Dari Hafizh al-Qur’an Menjadi Hafizh al-Islam

by
Sumber: Istimewa

Siapa yang tidak bahagia dan bangga memiliki anak penghapal al-Qur’an (Hafizh al-Qur’an)? Apalagi jika mereka mampu menghapal al-Qur’an di usia belia. Kadang air mata tak terbendung melihat anak-anak melantunkan ayat-ayat al-Qur’an dengan fashih dan indah. Rasa haru pun bercampur menjadi satu dengan rasa bahagia. Apalagi jika mengingat janji Allah SWT dan Rasul-Nya kepada para penghapal al-Qur’an dan keluarganya.

Wartapilihan.com, Jakarta* –Belakangan, motivasi untuk mencetak para penghapal al-Qur’an semakin meningkat. Lembaga tahfizh semakin menjamur, baik yang berbentuk pondok tahfizh, rumah tahfizh, saung tahfizh dan sebagainya. Berbagai program hapalan al-Qur’an ditawarkan. Ada yang setahun, enam bulan, satu bulan, daurah singkat beberapa hari bahkan lomba menghapal al-Qur’an yang disiarkan di televisi. Semuanya memiliki semangat yang sama untuk melahirkan generasi muda penghapal al-Qur’an. Semangat mulia yang harus didukung oleh umat Islam.
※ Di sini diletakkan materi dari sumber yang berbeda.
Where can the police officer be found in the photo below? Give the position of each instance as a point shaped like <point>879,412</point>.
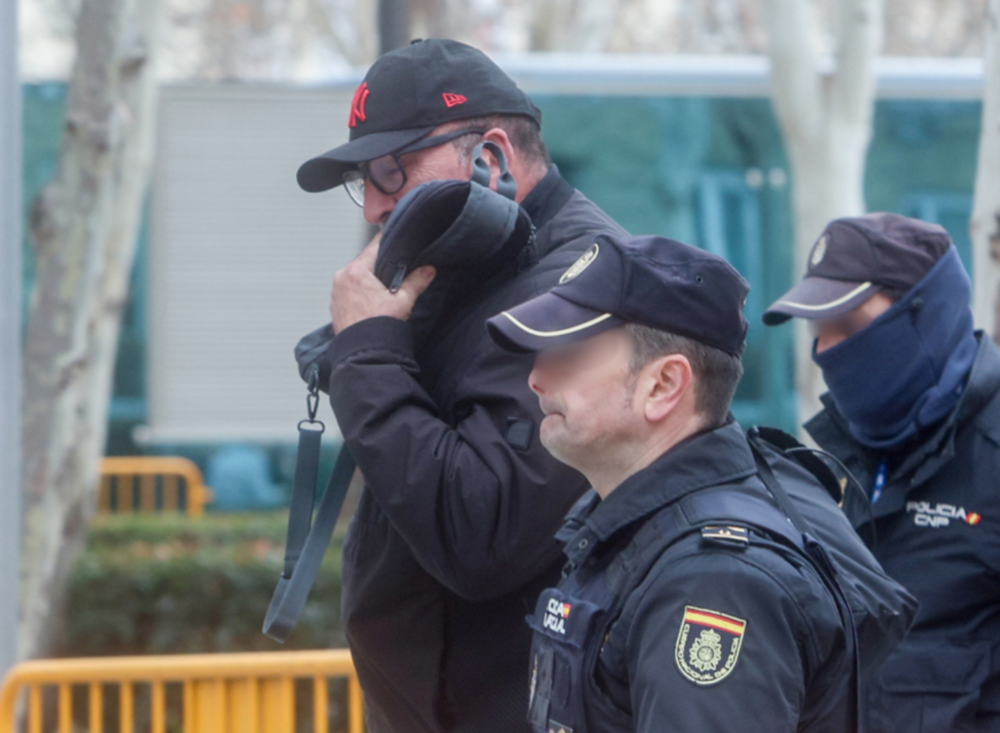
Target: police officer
<point>913,410</point>
<point>652,628</point>
<point>453,534</point>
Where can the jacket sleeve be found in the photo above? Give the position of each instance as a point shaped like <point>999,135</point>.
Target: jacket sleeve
<point>746,641</point>
<point>478,511</point>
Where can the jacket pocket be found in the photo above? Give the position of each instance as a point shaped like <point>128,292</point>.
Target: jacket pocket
<point>928,687</point>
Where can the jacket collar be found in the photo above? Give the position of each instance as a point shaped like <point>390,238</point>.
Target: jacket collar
<point>547,197</point>
<point>931,450</point>
<point>716,457</point>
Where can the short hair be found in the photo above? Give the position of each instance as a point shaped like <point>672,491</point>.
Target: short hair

Berbicara menghapal al-Qur’an di usia belia mengingatkan kita kepada sosok ulama mulia. Dia adalah Imam Muhammad Ibn Idris al-Syafi’i atau yang akrab dikenal dengan Imam Syafi’i. Sejarah mencatat kecerdasan sang Imam yang mampu menghapal al-Qur’an di usia tujuh tahun. Sungguh pantaslah kalau beliau menjadi teladan anak-anak dalam menghapal al-Qur’an.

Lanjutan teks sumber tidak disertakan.